How much does the initial noise influence the output quality?

Hello everyone

I’m using the diffuser library for a inpainting task on brain mri.
I follow two approaches: One is using an conditional unet2D model and one is using a unconditional unet2D model where I use the repaint pipeline for inference. Both are using DDIM for Inference.

The training looks good to me. I’m using a batch size of 4 samples, 100 epochs of training and have 880 imgs to train on. The training loss goes down to 5e-4 and the validation loss around 0.001. (I would like to post a pictures but as a new user I can only post one image?!)

At the beginning of my evaluation I set the seed for the evaluation dataloader and the initial noise for the diffusion process. I observed that the quality of my output depends heavily on the initial noise (especially removing the noise in the background).

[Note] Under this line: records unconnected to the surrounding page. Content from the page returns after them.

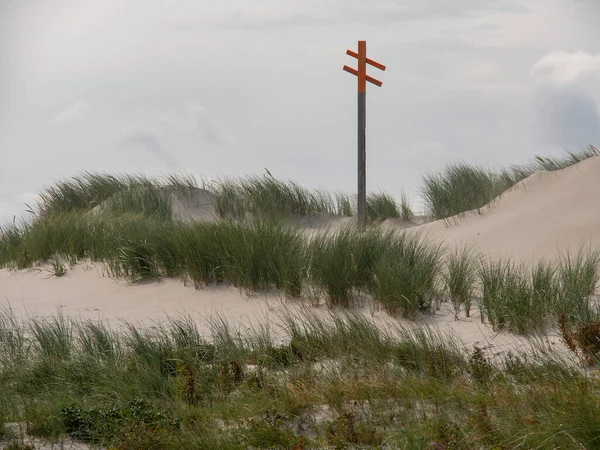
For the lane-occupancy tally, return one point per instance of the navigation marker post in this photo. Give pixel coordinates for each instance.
(361, 73)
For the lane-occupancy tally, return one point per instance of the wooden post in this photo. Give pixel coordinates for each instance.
(362, 136)
(362, 76)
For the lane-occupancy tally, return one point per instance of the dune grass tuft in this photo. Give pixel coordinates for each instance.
(461, 187)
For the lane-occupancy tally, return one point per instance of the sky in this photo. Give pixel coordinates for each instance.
(229, 88)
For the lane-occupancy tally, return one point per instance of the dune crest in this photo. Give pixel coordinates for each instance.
(547, 213)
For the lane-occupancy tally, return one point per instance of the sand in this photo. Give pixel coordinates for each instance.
(545, 213)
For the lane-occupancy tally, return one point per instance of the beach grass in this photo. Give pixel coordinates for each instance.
(462, 187)
(334, 381)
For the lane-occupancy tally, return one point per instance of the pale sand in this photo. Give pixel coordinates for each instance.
(548, 213)
(545, 213)
(86, 293)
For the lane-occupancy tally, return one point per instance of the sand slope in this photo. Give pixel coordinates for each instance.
(544, 214)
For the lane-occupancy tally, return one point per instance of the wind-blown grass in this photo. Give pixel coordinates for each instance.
(130, 193)
(461, 187)
(337, 380)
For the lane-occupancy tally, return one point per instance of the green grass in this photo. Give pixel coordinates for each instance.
(401, 271)
(170, 387)
(461, 187)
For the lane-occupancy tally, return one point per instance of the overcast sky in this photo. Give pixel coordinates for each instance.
(229, 87)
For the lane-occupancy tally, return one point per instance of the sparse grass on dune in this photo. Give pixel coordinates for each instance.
(338, 381)
(84, 192)
(461, 187)
(402, 272)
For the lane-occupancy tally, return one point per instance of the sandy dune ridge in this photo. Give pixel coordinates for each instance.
(547, 213)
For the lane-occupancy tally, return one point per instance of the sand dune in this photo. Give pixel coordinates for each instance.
(547, 213)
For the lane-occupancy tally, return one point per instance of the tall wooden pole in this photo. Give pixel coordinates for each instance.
(362, 76)
(362, 135)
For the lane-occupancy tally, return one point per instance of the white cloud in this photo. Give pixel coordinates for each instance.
(563, 67)
(73, 113)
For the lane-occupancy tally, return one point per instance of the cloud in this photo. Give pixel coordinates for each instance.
(568, 117)
(73, 113)
(562, 67)
(376, 13)
(195, 118)
(148, 142)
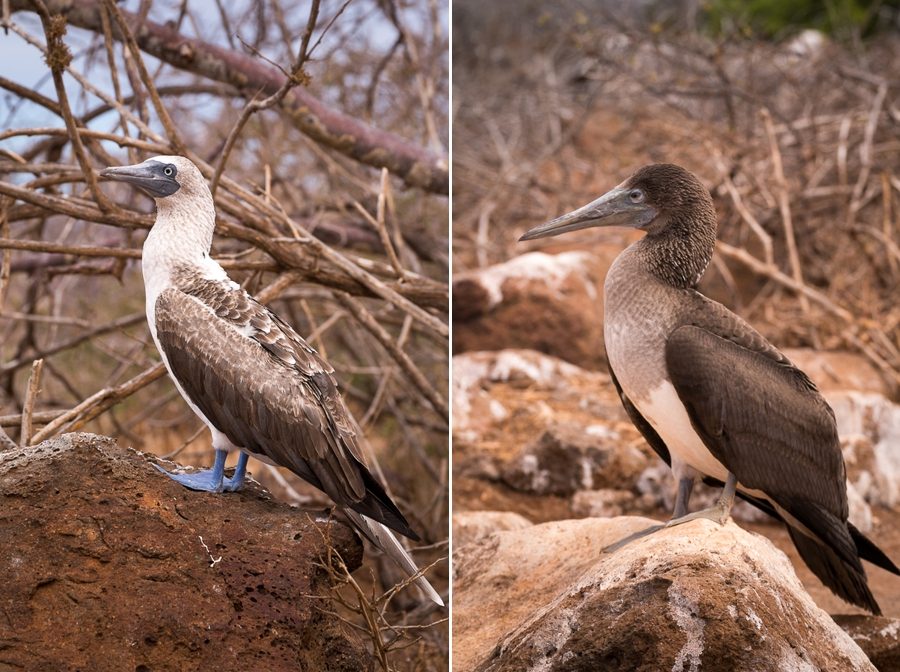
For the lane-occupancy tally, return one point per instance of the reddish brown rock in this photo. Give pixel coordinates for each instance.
(109, 565)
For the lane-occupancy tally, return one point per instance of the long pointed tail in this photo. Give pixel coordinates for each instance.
(384, 538)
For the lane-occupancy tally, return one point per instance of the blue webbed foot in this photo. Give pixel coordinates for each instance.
(212, 480)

Here you have four diffused pictures with different initial noise. The top right picture is a good one and the two on the left are bad ones. When I use the same initial noise but with another image to inpaint, the quality stays the same.

.

This suprised me a lot. I think that I have a bug somewhere in my environment (e.g. that I seed the training procedure and therefore it only learns a narrow range of the noise distribution). But I already spent days searching for it and didn’t find anything…

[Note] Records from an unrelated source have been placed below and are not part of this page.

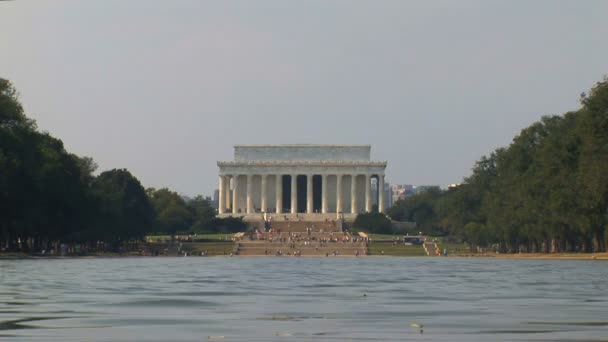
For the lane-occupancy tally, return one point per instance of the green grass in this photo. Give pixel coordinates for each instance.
(384, 237)
(399, 249)
(211, 248)
(454, 248)
(197, 237)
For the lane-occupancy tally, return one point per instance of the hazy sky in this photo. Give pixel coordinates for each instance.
(166, 88)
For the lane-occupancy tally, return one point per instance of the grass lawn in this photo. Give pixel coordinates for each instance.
(211, 248)
(454, 248)
(384, 237)
(400, 249)
(197, 237)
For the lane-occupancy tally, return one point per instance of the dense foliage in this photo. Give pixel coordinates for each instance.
(49, 196)
(546, 192)
(373, 223)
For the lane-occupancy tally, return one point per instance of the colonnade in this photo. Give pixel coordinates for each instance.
(228, 197)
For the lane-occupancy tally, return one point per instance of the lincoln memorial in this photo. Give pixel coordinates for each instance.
(314, 182)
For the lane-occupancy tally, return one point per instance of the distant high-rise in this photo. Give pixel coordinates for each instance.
(216, 199)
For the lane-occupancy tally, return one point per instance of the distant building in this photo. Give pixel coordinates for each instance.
(388, 195)
(422, 188)
(400, 192)
(388, 198)
(216, 199)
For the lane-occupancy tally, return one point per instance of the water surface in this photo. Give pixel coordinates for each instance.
(303, 299)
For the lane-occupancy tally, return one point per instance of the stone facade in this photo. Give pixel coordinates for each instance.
(319, 181)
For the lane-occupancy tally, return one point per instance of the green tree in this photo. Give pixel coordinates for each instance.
(172, 213)
(203, 214)
(373, 223)
(125, 211)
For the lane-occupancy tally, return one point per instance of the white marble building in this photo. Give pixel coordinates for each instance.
(313, 181)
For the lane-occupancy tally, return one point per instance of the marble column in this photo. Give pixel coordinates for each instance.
(338, 193)
(353, 194)
(324, 194)
(235, 185)
(309, 194)
(263, 194)
(368, 194)
(381, 193)
(279, 194)
(294, 194)
(249, 195)
(222, 192)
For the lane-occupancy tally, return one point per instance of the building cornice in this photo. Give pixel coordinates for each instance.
(301, 163)
(305, 145)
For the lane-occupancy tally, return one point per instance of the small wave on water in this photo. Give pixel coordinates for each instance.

Did you ever observed a similar behavior or do you have ideas what could be the problem? I’m starting to get stumped. Any thoughts are appreciated!

If you’re intersted, the code is on Github: Link.
Because I can’t tell what’s the problem I can’t show you a specific part of the code…
In the repository you can find different jupyter notebooks e.g. lesion_filling_unconditioned_repaint.ipynb. The core python code is inside the folder “custom_modules”. The relevant files are “Training.py”, “TrainingConditional”, “Evaluation2D.py”, “Evaluation2DFilling.py” and the “DDIMInpaintPipeline.py”.

Best regards,
Vinzenz

After some week I could solve it. The problem was that I just needed a longer training time. 1 day was not enought it needed around 3 days.

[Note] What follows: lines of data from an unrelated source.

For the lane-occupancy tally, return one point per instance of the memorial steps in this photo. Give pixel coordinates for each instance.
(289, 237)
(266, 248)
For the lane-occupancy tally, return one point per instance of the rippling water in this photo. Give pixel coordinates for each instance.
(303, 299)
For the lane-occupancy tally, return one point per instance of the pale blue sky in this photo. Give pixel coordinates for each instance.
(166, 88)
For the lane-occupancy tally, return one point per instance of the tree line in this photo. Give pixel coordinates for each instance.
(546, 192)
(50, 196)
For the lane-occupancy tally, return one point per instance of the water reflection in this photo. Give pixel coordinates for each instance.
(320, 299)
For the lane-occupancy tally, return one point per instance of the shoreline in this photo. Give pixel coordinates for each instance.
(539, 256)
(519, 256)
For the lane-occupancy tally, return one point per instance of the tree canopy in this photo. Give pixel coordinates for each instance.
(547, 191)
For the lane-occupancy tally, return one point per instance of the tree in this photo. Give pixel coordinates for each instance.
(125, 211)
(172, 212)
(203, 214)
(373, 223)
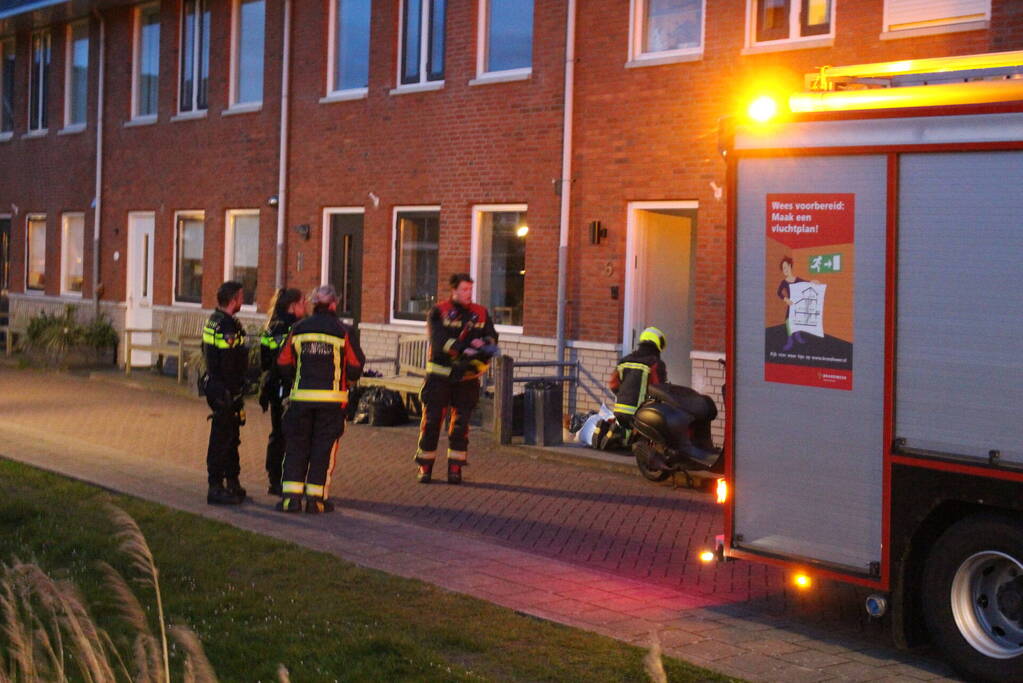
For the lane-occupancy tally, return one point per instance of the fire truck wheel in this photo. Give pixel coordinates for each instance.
(973, 597)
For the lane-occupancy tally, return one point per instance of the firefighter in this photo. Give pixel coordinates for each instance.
(287, 307)
(462, 339)
(635, 372)
(224, 381)
(320, 358)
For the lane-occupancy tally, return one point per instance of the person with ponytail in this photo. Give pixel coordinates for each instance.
(286, 308)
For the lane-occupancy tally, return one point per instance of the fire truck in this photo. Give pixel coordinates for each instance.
(875, 401)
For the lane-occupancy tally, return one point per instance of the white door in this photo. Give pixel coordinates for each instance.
(659, 281)
(139, 290)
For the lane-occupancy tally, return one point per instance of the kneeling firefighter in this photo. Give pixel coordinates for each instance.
(320, 358)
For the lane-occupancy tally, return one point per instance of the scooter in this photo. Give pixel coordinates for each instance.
(671, 433)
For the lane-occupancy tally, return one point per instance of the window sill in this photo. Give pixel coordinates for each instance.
(658, 59)
(345, 95)
(189, 116)
(235, 109)
(898, 34)
(416, 87)
(140, 121)
(786, 45)
(502, 77)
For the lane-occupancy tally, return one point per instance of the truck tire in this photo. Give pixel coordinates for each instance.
(973, 597)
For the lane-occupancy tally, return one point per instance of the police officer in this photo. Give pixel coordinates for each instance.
(322, 358)
(462, 339)
(226, 363)
(635, 372)
(286, 308)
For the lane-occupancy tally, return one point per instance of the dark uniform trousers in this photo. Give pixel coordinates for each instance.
(311, 430)
(438, 396)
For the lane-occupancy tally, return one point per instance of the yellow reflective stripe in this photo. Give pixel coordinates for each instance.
(322, 395)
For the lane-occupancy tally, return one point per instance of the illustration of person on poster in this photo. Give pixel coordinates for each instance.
(806, 342)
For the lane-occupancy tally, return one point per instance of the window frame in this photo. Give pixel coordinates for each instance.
(636, 55)
(394, 260)
(136, 70)
(178, 215)
(229, 229)
(475, 245)
(816, 40)
(29, 219)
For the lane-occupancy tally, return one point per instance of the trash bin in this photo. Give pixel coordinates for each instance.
(542, 413)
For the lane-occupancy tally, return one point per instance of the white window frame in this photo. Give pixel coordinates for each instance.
(29, 218)
(136, 73)
(192, 213)
(64, 220)
(229, 217)
(794, 41)
(419, 324)
(930, 27)
(334, 94)
(639, 58)
(72, 127)
(234, 104)
(478, 212)
(483, 47)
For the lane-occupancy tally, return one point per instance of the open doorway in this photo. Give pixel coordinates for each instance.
(659, 279)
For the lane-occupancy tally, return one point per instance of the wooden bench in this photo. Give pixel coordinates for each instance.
(179, 337)
(411, 354)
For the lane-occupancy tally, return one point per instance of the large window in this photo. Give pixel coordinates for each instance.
(505, 36)
(416, 244)
(247, 57)
(39, 81)
(421, 41)
(77, 75)
(499, 260)
(146, 61)
(194, 55)
(790, 19)
(241, 252)
(349, 66)
(188, 234)
(72, 253)
(6, 86)
(666, 29)
(35, 258)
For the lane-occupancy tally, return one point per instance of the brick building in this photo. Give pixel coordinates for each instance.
(418, 137)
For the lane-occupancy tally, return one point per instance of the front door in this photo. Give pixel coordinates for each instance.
(139, 290)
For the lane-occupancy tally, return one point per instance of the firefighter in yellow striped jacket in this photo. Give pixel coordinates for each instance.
(322, 358)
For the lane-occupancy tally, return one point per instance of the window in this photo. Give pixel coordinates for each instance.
(930, 14)
(35, 258)
(194, 55)
(39, 78)
(499, 235)
(349, 66)
(241, 252)
(666, 28)
(77, 76)
(416, 245)
(790, 19)
(6, 86)
(72, 254)
(506, 36)
(421, 41)
(146, 62)
(247, 57)
(188, 258)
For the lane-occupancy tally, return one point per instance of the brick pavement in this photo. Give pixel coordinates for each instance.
(601, 550)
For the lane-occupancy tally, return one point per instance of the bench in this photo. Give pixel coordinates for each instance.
(180, 335)
(411, 354)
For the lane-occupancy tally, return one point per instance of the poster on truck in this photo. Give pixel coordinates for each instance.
(808, 289)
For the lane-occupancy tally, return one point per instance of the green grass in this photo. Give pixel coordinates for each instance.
(256, 602)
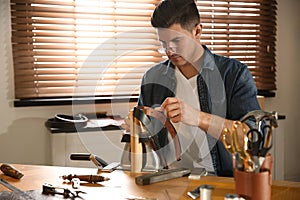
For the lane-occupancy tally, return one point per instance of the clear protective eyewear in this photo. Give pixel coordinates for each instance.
(163, 50)
(172, 46)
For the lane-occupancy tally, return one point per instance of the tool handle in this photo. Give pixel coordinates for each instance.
(87, 156)
(80, 156)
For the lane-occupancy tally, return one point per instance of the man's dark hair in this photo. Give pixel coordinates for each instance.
(169, 12)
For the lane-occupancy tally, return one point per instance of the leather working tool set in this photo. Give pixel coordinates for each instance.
(47, 189)
(256, 142)
(252, 162)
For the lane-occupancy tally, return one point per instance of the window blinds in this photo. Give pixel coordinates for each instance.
(103, 47)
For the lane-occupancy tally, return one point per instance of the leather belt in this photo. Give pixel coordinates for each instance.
(142, 113)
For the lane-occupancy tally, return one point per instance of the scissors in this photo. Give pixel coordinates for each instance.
(260, 142)
(233, 145)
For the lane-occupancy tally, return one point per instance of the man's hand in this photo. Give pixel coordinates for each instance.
(178, 111)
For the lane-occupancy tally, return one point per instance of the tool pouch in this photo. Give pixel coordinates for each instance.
(255, 186)
(152, 157)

I thought the model has converged based on the loss progression. The thing is that the different timesteps have a different learning progression. While the larger timesteps (e.g. 980) have a smaller error (because they can learn almost the identity for noise prediction) the smaller timesteps (e.g. 30) have a bigger error. Looking at the loss function we can see spikes resulting from different timesteps. While the smaller timestep converged at some point the larger timesteps were still learning and have not generalized. If you’re interested I documented this in the report of my master thesis: Thesis_Diffusion_Lesions/08_Report/Report.pdf at main · vinzenzuhr/Thesis_Diffusion_Lesions · GitHub
Figure A.5 in the Appendix shows the loss of different timesteps.

Best,
Vinzenz

This topic was automatically closed 12 hours after the last reply. New replies are no longer allowed.